Many tutorials on “voice AI” assume that your audio is processed externally. For example, you might send a WAV file to the Whisper API, get a transcript from GPT-4, and then return a synthesized response. While this method works, it requires three separate transactions, incurs multiple costs, and requires logging the user’s voice at various points.

However, a new generation of compact, hardware-optimised models is shifting this balance. Take NVIDIA’s Nemotron Speech Streaming En 0.6B, a 600M-parameter streaming ASR model that’s now available in the Microsoft Foundry Local catalogue. When paired with a small chat model like qwen2.5-0.5b or phi-4-mini, you can run the entire process—capturing, transcribing, reasoning, and responding—directly on your developer laptop. This setup requires no API keys and leaves your network unaffected.

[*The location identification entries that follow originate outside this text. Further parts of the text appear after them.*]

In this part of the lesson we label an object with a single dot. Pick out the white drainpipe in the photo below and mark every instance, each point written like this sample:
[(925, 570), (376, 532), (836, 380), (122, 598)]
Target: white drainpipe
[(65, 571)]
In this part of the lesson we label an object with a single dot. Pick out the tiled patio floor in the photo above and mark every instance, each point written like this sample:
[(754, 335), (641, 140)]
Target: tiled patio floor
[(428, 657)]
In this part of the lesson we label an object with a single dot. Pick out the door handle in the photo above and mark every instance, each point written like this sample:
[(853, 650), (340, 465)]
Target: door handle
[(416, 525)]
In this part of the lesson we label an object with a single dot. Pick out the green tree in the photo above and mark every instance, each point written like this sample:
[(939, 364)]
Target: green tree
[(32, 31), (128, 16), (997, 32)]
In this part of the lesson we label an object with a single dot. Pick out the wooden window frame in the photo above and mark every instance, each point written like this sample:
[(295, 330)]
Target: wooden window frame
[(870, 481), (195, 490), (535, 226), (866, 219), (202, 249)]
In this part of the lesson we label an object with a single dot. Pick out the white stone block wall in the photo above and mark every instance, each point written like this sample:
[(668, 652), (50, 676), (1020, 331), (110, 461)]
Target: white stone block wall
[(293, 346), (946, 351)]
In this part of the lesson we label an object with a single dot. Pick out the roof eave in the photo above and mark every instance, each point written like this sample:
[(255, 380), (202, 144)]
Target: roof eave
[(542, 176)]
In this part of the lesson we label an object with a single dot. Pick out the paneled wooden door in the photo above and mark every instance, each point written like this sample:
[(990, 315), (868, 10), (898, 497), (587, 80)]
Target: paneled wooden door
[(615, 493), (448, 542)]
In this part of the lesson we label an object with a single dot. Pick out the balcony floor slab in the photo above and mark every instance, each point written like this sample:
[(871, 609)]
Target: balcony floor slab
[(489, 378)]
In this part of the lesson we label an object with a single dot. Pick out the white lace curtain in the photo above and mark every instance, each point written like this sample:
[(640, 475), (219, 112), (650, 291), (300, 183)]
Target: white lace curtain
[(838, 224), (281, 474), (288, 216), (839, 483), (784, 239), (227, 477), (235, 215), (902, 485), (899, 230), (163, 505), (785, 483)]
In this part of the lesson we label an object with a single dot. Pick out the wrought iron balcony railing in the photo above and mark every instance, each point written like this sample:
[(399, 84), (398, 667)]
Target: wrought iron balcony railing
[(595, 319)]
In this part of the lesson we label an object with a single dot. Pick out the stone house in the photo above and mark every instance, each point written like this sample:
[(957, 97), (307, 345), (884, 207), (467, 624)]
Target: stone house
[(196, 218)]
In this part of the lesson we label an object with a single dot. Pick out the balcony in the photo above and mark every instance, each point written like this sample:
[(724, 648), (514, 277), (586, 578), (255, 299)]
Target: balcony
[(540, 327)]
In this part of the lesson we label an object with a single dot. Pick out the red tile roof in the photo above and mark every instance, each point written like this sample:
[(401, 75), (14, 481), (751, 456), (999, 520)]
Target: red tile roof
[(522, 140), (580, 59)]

This article will guide you through how the fl-nemotron sample achieves this, highlight the issues we encountered, and explain the design choices that ensured a reliable pipeline.

We have a browser-based assistant powered by FastAPI at http://127.0.0.1:8000. It captures microphone audio, sends it to /api/transcribe, and streams the chat reply back using Server-Sent Events from /api/chat. All the inference processes run locally through two Foundry Local models, loaded in the same environment.



Here’s how the pipeline works:

Microphone (browser MediaRecorder)
   │  WebM/Opus blob
   ▼
Client-side WAV encoder (16 kHz, mono, PCM-16)
   │  multipart/form-data
   ▼
FastAPI /api/transcribe
   │
   ▼
Nemotron Speech Streaming En 0.6B  (Foundry Local audio client)
   │  transcript text
   ▼
Chat LLM e.g. qwen2.5-0.5b         (Foundry Local chat client)
   │  streamed tokens
   ▼
FastAPI /api/chat → SSE → browser bubble

Before diving into the code, there’s something crucial to note:

The Nemotron Speech Streaming model is exclusively available in the Foundry Local 1.1.x catalogue. Older SDKs (0.5.x/0.6.x) can’t access it and will return a model not found error.

Also, the module name has changed in version 1.1.0; it’s now foundry_local_sdk (with the underscore-sdk suffix), instead of foundry_local. The package for foundry-local-core is bundled, which means you won’t need a separate MSI or winget installation.

It’s essential to install the required package:

pip install --upgrade "foundry-local-sdk>=1.1.0,<2"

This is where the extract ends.